The best way to deal with a business break-up is to be prepared. To prepare yourself be meticulous in the drafting of your company’s partnership agreement, operating agreement, or bylaws at the beginning the company’s inception. Make sure the parties tackle the difficult questions of buyout price calculation, tiebreaker provisions, and death. These provisions at the outset of the business don’t seem like difficult or important issues, but it is their lack of proximity to the time in which they will ultimately be needed and the blind optimism of starting a new business that makes them difficult to think about. If the company does not tackle these issues for the ending of their business at its inception, they will be left to the state’s default rules.
Below are some of the more often used provisions in partnerships and corporations. In a state that applies the Revised Uniform Partnership Act (RUPA), a partner, under §601, can be dissociated by his own express will, unanimous vote to expel the partner, or by judicial order. The judicial order will only be applicable when the outgoing partner engaged in wrongful conduct or death. It is easy to see that if a partner is not willing to go out on his own accord, possibly because he does not think he is obtaining the best deal, it can be hard to force the partner out—especially in situations where there are only two partners.

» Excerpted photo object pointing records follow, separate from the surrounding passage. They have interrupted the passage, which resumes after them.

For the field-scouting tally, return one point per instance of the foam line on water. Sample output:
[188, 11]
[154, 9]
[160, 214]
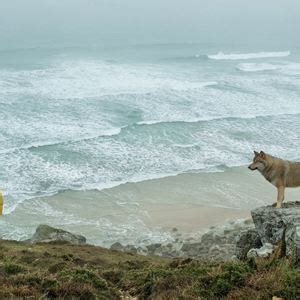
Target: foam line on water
[242, 56]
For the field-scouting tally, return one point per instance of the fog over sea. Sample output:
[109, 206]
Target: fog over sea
[99, 112]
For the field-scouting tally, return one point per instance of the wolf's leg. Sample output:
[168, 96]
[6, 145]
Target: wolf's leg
[280, 196]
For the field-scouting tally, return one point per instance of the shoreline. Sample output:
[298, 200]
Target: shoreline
[133, 213]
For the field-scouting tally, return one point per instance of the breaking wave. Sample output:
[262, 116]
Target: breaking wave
[242, 56]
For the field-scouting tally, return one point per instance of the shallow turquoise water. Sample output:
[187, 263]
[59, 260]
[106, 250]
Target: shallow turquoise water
[76, 118]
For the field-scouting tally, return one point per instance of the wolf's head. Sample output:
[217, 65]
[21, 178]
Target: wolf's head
[259, 161]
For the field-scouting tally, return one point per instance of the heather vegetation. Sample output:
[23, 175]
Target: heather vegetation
[61, 270]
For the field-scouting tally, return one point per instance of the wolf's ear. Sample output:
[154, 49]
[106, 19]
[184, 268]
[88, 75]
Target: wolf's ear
[262, 154]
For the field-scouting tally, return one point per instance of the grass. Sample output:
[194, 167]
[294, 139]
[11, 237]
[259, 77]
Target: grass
[87, 272]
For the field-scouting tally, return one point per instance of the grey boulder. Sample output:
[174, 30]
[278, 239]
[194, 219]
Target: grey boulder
[47, 234]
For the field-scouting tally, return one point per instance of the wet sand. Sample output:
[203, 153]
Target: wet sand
[190, 202]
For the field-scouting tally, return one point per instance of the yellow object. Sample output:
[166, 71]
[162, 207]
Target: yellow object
[1, 204]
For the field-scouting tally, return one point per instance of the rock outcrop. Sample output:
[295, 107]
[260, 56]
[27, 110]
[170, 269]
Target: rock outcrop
[47, 234]
[217, 243]
[246, 241]
[273, 227]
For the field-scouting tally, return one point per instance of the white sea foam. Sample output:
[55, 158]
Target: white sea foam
[255, 67]
[287, 68]
[242, 56]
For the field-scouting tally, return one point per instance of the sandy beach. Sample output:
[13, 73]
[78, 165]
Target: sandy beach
[133, 212]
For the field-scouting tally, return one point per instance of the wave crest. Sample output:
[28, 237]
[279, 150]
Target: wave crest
[241, 56]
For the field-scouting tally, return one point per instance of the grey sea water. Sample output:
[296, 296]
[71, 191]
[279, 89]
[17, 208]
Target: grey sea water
[95, 118]
[98, 93]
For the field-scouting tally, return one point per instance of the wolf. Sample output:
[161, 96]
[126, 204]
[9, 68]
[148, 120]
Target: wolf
[281, 173]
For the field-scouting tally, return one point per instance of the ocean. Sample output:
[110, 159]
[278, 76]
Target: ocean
[86, 119]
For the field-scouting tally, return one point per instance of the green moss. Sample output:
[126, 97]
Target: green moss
[291, 284]
[11, 268]
[84, 276]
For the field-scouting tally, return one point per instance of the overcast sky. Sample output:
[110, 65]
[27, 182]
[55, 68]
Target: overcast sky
[34, 22]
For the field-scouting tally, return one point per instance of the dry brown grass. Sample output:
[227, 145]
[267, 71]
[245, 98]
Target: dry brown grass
[88, 272]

Corporations, on the other hand, do not have some of the problems associated with partnerships, but still retain the problem with the buyout of shareholders, especially in corporations with a small amount of shareholders. Corporations with a few shareholders have more difficulty because there can be other governing agreements like shareholders agreements and a lack of open market demand for shares. Problems with these closely held corporations usually arise due to the discontent of minority shareholders on the value of their shares or actions under disagreement taken by majority shareholders. States will often settle these issues through the intervention of the courts.
Courts normally will only impose dissolution if either (1) the directors are deadlocked; (2) those in control have acted in a manner that is illegal, oppressive, or fraudulent; (3) the shareholders are deadlocked and have failed to elect new directors for at least two consecutive annual meetings; (4) the corporation’s assets are being “misapplied or wasted.” MBCA §14.30(2). Again, in corporations, just as in partnerships, in attempting to break-up it is difficult to overtake the minority and just as it is challenging to right a wrong committed by the majority. These provisions illustrate the unwanted consequences of not proactively thinking about break-up during the formation of the company, not to mention the court costs and litigations fees that can follow due to a lack of preparation.
While it is true there is a cost in retaining an attorney to properly structure these agreements, the fee paid is far cheaper than the fees involved in dissolving a partnership that is unprepared for such an occurrence when these documents are not in place.